Alright... So right up front, this whole session came out of the fact that we could not find a day to share an actual Live Session via IRC. So we adapted and played a 'As you can' play-by-post. This immediately and tellingly changes the pace of the game and enables a more 'longform' style of play and writing. It comes off much more as a cooperative storytelling experience versus a proper Game.
The admittedly flexible definition of Game that I tend to use/emphasise includes but is not limited to 'a set of objective or agreed upon rules/mechanics that define modes of play. Play happens within the spaces defined by those rules to generate game results.'
That's not the comprehensive definition, but the important part is that a game has play. Which is to say it has wiggle room, jiggle, slack. I might've mentioned before but 90% of all 'make work fun' initiatives fail because work by its nature cannot have flexibility or allow for 'cleverness'. You cannot jump the system to achieve a goal, and your goals not embraced by you the player.

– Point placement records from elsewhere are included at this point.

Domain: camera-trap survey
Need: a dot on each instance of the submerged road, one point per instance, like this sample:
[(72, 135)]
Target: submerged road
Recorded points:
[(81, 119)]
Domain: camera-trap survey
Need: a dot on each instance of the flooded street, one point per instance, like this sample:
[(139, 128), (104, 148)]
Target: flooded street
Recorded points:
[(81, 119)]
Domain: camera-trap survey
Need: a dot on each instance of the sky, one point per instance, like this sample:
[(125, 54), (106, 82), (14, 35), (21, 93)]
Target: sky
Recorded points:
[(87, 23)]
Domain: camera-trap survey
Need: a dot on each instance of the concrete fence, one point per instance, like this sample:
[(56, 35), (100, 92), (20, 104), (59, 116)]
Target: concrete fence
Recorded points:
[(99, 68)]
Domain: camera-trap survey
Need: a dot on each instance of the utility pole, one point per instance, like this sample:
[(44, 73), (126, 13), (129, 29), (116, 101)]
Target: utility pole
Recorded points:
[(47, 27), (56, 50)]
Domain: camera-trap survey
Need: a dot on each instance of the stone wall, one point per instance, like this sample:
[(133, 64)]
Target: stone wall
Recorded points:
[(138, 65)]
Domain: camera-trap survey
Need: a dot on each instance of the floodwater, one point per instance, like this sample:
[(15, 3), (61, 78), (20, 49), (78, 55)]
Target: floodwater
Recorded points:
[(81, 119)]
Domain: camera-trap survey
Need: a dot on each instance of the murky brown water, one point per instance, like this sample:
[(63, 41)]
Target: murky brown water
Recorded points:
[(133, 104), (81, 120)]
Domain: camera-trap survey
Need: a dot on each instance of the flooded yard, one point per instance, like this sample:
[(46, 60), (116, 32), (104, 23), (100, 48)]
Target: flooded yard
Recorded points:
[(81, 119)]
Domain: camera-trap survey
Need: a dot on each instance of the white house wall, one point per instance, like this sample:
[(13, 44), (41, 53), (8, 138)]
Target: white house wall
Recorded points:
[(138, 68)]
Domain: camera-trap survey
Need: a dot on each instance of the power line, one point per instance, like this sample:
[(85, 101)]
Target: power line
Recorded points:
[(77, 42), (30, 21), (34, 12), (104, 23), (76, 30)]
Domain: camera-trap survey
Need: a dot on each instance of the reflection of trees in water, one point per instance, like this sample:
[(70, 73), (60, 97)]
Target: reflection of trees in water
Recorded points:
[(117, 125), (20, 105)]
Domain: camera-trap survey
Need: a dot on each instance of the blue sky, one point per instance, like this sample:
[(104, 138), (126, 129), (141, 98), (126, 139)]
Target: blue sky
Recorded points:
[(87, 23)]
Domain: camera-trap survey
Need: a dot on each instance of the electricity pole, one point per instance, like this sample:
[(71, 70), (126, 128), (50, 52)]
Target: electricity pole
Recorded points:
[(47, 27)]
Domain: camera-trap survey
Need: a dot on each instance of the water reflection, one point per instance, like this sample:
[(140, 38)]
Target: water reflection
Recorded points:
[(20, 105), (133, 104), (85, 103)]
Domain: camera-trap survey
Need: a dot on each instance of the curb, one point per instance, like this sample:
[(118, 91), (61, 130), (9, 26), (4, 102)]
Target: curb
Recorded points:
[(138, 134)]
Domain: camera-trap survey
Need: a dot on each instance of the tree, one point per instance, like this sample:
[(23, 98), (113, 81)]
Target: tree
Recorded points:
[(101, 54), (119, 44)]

Now, the 'play by doc' style reduces a certain degree of play in exchange for a more flexible playing space/experience- that is to say, you don't do as much mechanically, but do a lot more narratively. Like combat? I would not want to run combat in this format. Maybe 'narrative' combat like it's done in Kerisgame, but not crunchy, ten-steps combat.
Now Mass Combat i could see doing okay... but really any sort of tick-based thing would become glacially slow.
As an overall impression of the session, is that I think we... took advantage of a travel time, but also sort of missed the point. We did a lot of things during transit that extended out into a multi-week gameplay juggernaut. On paper though this same span of time could've been completely handwaved and we fastforwarded to meeting Susili Moto.
What I'm trying to say is that Aleph primarily- and then me because I didn't really want to push that hard on advancing- let this whole arc play out in day-by-day chunks. Or several scenes dedicated to a single day's worth of challenges. This is something I am often very leery of, due to bad pacing experiences in general. It's easy to fall into the trap of moment-to-moment Exalted. Especially when you have an infinite document and an arbitrary amount of time to spend embelishing the scenes.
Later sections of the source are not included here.